The other sugar companies which are threatened by a conglomeration of challenges that have forced sugar production in Kenya to be the highest in the world include, Nzoia, Butali and West Kenya Sugar Company which is in the records of the Sugar Directorate and even Parliament as being at the centre of the sugarcane poaching crisis in Western province.

The others located in the former Nyanza province sugarcane belt include, Sony, Kibos, Chemilil, Muhoroni and the country’s oldest sugar company Miwani which collapsed more than a decade ago and is yet to be brought back to its feet.

Of all the sugar companies in the country, Mumias Sugar Company is the only company which has consistently since its inception in 1976 posted sterling performance and profits before and after its privatization until when recently when hell broke loose.

Mumias Sugar which produces half of the country’s annual sugar supplies is also the first to embrace diffuser technology in sugar production, electricity production sold to the national electric grid with diversification into ethanol and bottled water production – yet its operations and performance has been adversely hit by the ongoing high level corruption and rampant sugarcane poaching from its contracted farmers both in Busia and Kakamega Counties.

Though the company had invested more than Kshs. 3 billion in sugarcane development, since the eruption of the poaching crisis triggered off by the former Kenya Sugar Board for the lack of enforcing its on laws and regulations and West Kenya which has no contracted farmers nor ever invested in sugarcane development programmes, it has been losing more than Kshs. 3.5 billion annually as a result of the poaching crisis.

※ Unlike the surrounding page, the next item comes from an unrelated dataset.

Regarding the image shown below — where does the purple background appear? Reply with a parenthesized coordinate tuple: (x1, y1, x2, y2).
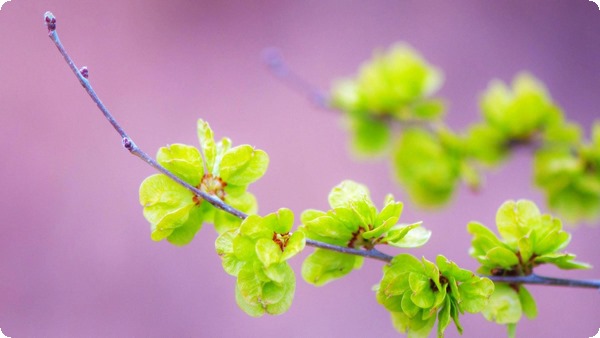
(1, 1, 599, 337)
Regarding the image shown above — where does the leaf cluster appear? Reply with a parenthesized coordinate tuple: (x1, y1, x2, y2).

Some of the elected leaders from the region are being compromised by the cartel behind the sugarcane poaching crisis to turn a deaf ear and blind eye to the problem as the entire sugar industry is compromised to its demise.

These elected leaders should explain to the electorate who are sugarcane farmers who elected them why they have always kept quiet on the sugar poaching issue when the economic backbone of the entire region is deliberately being killed like what happened to the cotton industry in these same regions.

The situation has been worsened by the same leaders’ failure to enact legislation, policies and programmes that could have drastically reduced the high costs of sugarcane production in the country despite having severally been granted safeguard periods by COMESA where member countries’ production costs are extremely low.

The situation is so bad on the ground that the cartel involved in sugarcane poaching have in the recent past involved in poaching of under-age sugarcane that is below 7 months instead of the mature one which is supposed to be 17 months and above, this implies that the region is rapidly running out of sugarcane which may force the closure of factories.